Apple have been criticised by security researchers who have described anti-phishing measures on the iPhone as “ineffective”.
Michael Sutton, vice president of security researcher Zscaler claimed that functionality found in the majority of web browsers, as well as most antivirus software packages, to protect users from phishing attacks was missing from the iPhone browser, despite a recent security update.
It is claimed that whilst the latest version of the iPhone software, version OS 3.1, comes with anti phishing measures that warn users when they come across a suspicious site, the feature failed to adequately warn researchers about known malicious websites. Researchers claimed that such sites were however blocked by the PC version of the Safari browser, the browser installed by default on the iPhone.
Sutton claimed that whilst the anti phishing measures are a welcome addition to the iPhone OS, the features simply do not work.
“Apple’s Safari web browser leverages Google’s SafeBrowsing initiative to block both malicious URLs and phishing sites,” said Sutton. “Not so for mobile Safari on the iPhone.
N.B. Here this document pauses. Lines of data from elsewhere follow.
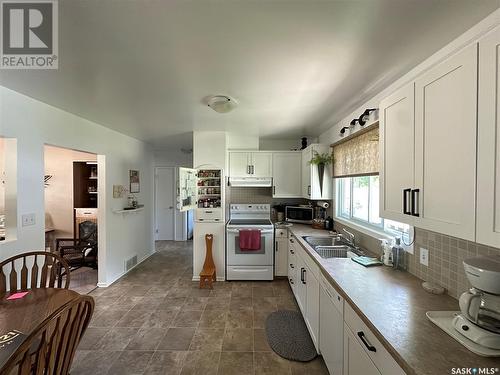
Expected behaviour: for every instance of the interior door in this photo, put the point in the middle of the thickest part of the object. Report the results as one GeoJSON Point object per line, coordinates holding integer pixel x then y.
{"type": "Point", "coordinates": [165, 204]}
{"type": "Point", "coordinates": [239, 164]}
{"type": "Point", "coordinates": [262, 164]}
{"type": "Point", "coordinates": [397, 156]}
{"type": "Point", "coordinates": [187, 194]}
{"type": "Point", "coordinates": [287, 176]}
{"type": "Point", "coordinates": [488, 159]}
{"type": "Point", "coordinates": [445, 153]}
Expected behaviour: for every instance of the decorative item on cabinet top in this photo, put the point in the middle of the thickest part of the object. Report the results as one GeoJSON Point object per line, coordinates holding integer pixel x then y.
{"type": "Point", "coordinates": [357, 156]}
{"type": "Point", "coordinates": [321, 160]}
{"type": "Point", "coordinates": [369, 116]}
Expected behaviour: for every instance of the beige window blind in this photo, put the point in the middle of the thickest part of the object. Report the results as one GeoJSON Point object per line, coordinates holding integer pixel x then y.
{"type": "Point", "coordinates": [357, 156]}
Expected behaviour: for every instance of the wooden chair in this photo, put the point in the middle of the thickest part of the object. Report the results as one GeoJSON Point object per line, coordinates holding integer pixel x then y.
{"type": "Point", "coordinates": [82, 251]}
{"type": "Point", "coordinates": [26, 266]}
{"type": "Point", "coordinates": [208, 274]}
{"type": "Point", "coordinates": [50, 348]}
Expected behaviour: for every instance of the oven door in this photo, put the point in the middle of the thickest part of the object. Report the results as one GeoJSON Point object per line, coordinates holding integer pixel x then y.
{"type": "Point", "coordinates": [238, 257]}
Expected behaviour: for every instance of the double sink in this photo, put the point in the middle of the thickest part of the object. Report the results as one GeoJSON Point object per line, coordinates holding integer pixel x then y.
{"type": "Point", "coordinates": [332, 247]}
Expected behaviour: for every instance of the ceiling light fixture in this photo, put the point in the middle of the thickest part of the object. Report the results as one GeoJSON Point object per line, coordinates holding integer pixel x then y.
{"type": "Point", "coordinates": [222, 103]}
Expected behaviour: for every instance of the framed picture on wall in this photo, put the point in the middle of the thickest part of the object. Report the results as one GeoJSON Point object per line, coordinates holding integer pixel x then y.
{"type": "Point", "coordinates": [135, 185]}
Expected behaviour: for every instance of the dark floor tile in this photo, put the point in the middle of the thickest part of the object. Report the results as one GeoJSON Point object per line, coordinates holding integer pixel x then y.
{"type": "Point", "coordinates": [270, 363]}
{"type": "Point", "coordinates": [238, 340]}
{"type": "Point", "coordinates": [236, 363]}
{"type": "Point", "coordinates": [96, 362]}
{"type": "Point", "coordinates": [240, 318]}
{"type": "Point", "coordinates": [206, 363]}
{"type": "Point", "coordinates": [117, 338]}
{"type": "Point", "coordinates": [161, 318]}
{"type": "Point", "coordinates": [134, 318]}
{"type": "Point", "coordinates": [260, 343]}
{"type": "Point", "coordinates": [166, 363]}
{"type": "Point", "coordinates": [187, 318]}
{"type": "Point", "coordinates": [108, 318]}
{"type": "Point", "coordinates": [91, 337]}
{"type": "Point", "coordinates": [213, 319]}
{"type": "Point", "coordinates": [131, 362]}
{"type": "Point", "coordinates": [207, 339]}
{"type": "Point", "coordinates": [315, 367]}
{"type": "Point", "coordinates": [146, 339]}
{"type": "Point", "coordinates": [177, 339]}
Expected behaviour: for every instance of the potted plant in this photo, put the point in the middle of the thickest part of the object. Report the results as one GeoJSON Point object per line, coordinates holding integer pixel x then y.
{"type": "Point", "coordinates": [321, 160]}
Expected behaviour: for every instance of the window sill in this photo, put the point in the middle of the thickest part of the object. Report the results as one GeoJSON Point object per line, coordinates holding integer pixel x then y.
{"type": "Point", "coordinates": [371, 232]}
Apple has only chosen to only target phishing sites on the iPhone.
“While Apple would likely argue that malicious content on websites target browser specific vulnerabilities, that is not much of an argument. Attacks that I refer to as naked browser attacks such as cross-site scripting, cross-site request forgery and clickjacking don’t discriminate – they impact all browsers equally.
“Moreover, past Apple vulnerabilities suggest that there is no shortage of code sharing between the iPhone OS and OS X. After all, the initial iPhone jailbreaks leveraged a known vulnerable TIFF rendering library. Beyond this, the phishing protection on the iPhone is ineffective.”
Sutton later claimed that having tested a variety of online/validated phishing sites that were identified by PhishTank, they were generally blocked by Safari but none were blocked by Safari Mobile.
“In fact, I have yet to identify a single phishing page blocked on the iPhone. What’s clear here is that the functionality for the iPhone is not equivalent to what is being employed by OS X. Why? Apple touts Mobile Safari as the killer app that finally makes surfing the web on a mobile device a realistic proposition and the numbers back up that claim. Surely I can be phished on the iPhone just as I can fall victim browsing the web on my laptop,” he questioned.